Un cartel colocado en el zulo con un paisaje del País Vasco, de cuya tierra es tan devoto el personaje, estimula la imaginación de éste, y lo lleva a otros tiempos y situaciones. Un nexo real sirve, pues, de valioso procedimiento técnico. Aquí el narrador reconstruye su vida con el propósito de abarcar una trayectoria biográfica total, pues sus rememoraciones se refieren tanto a cuestiones sentimentales, formativas, profesionales o lúdicas como a sus ideas e inclinaciones estéticas.

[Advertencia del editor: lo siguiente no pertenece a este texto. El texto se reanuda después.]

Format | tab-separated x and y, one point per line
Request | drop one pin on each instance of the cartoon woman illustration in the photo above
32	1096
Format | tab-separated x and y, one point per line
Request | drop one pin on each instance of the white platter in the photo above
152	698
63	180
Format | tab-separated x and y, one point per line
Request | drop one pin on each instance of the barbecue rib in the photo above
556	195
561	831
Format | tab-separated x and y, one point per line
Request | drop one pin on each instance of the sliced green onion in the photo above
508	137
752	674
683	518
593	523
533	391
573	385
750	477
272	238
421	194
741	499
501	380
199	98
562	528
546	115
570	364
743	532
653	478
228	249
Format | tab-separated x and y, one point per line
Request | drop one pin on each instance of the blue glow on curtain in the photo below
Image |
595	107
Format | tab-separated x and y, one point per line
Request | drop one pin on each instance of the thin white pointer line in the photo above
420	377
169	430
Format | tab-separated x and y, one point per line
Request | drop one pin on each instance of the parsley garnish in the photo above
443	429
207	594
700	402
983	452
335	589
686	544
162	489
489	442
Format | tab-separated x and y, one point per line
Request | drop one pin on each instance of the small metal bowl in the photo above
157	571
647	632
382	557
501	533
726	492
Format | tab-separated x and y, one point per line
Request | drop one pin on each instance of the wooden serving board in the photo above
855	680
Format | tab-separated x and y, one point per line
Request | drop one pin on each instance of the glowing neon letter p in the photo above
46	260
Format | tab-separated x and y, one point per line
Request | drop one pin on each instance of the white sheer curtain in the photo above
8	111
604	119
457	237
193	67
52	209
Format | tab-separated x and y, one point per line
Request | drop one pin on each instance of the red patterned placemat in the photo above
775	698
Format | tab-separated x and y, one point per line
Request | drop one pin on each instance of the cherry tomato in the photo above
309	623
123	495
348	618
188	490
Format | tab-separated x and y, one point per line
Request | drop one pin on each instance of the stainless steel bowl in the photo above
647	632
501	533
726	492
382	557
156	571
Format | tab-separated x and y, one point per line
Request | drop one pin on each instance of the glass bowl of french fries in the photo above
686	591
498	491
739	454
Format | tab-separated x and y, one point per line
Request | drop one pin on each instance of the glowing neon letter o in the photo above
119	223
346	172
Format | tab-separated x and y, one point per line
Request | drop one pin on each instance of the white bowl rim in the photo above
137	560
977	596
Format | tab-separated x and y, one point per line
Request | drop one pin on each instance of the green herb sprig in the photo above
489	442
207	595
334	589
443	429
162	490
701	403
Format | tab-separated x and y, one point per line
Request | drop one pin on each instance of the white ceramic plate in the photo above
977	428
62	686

Creo entender la intención de este recorrido rememorativo: contrapone el valor de la libertad, a veces también dolorosa, a la opresión. Pero esta existencia en libertad tiene tal autonomía literaria que viene a ser una historia separable del relato del secuestrado. Por momentos, hasta deja a éste en un plano secundario. Así que al final resulta como si se hubieran anexionado o pegado, pero no fundido, dos narraciones distintas, cada una de ellas en sí misma interesante, pero bastante independientes. Y para mí tengo que ello ocurre en perjuicio de la más importante, la que se asoma a los límites del horror.